HAKAN HABİF – BİEN SERAMİK VE TASARIM DERGİSİ RÖPORTAJI
Ekim|2019
Röportaj
Tasarım prensipleriniz Neler?
Fonksiyon. Tasarımın ana kriterinin ve olması gerekenin, fonksiyon olduğunu düşünüyoruz. Bir plan mutlaka makina gibi çalışmak zorunda.
Dekorasyonu, renk seçimi, malzeme gibi detaylar hatalı olabilir ve bunların hepsi değiştirilebilir ancak fonksiyon başta hatalıysa o makina çalışmaz, kurgusu yanlış olur.
Yaratıcı Olunur mu, Doğulur mu?
Bence doğuştan gelen bir şeyler var, mesela bu oran %15-20 ise kalan kısmı yolda topladığınız, gözlem, okumak, yazmak, gezmek gibi şeyler diyebiliriz.
Projelerinizde Oluşturmak İstediğiniz Genel Bir Konsept Var mı?

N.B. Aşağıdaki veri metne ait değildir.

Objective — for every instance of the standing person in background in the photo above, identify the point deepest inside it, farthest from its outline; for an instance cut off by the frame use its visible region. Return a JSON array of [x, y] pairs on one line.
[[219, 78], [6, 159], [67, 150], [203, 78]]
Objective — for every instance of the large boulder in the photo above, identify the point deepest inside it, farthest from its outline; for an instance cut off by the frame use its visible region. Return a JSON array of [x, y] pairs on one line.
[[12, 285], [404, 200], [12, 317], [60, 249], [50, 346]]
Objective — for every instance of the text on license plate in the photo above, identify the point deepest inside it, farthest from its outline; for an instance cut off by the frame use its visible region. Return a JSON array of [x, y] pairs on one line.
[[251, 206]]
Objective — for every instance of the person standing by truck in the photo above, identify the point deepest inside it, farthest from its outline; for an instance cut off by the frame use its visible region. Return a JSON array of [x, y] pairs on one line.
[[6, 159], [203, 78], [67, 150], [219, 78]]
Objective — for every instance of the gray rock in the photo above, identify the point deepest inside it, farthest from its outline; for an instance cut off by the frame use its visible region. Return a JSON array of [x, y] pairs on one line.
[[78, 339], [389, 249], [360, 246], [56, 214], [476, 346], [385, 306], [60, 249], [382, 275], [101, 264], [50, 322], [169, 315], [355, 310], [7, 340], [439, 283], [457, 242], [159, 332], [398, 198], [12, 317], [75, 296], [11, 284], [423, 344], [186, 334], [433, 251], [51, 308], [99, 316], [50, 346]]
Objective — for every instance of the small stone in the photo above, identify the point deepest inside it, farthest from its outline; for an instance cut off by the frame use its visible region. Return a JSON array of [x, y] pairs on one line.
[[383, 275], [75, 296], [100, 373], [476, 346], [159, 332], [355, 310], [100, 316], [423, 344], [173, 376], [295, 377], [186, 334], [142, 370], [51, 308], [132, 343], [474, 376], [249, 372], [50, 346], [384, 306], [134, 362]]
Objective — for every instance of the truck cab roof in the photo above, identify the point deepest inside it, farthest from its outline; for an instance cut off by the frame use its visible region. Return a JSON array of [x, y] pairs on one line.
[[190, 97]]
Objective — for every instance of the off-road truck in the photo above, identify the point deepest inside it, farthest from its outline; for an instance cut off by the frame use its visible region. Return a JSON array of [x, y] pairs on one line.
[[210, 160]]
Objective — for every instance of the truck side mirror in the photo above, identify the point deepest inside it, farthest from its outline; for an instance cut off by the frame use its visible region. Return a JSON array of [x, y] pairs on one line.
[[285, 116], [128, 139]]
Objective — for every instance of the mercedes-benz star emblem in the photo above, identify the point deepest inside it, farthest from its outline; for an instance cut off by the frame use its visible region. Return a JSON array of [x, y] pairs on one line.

Özellikle zamansız olmak diyebiliriz. Yaptığımız projelere baktığımızda, mesela önce mi yapılmış, bugün mü yapılmış, üç sene sonra mı yapılmış, genelde ayırt edilemiyor.
Moda renkler, moda malzemelerden ziyade, daha geleneksel malzemeleri bugün şartlarıyla, bugünün teknolojileriyle kullanmayı tercih ediyoruz.
Müşterilerin İhtiyaçlarını Karşılarken Kendi Tarzınızı Bozmamayı Nasıl Sağlıyorsunuz?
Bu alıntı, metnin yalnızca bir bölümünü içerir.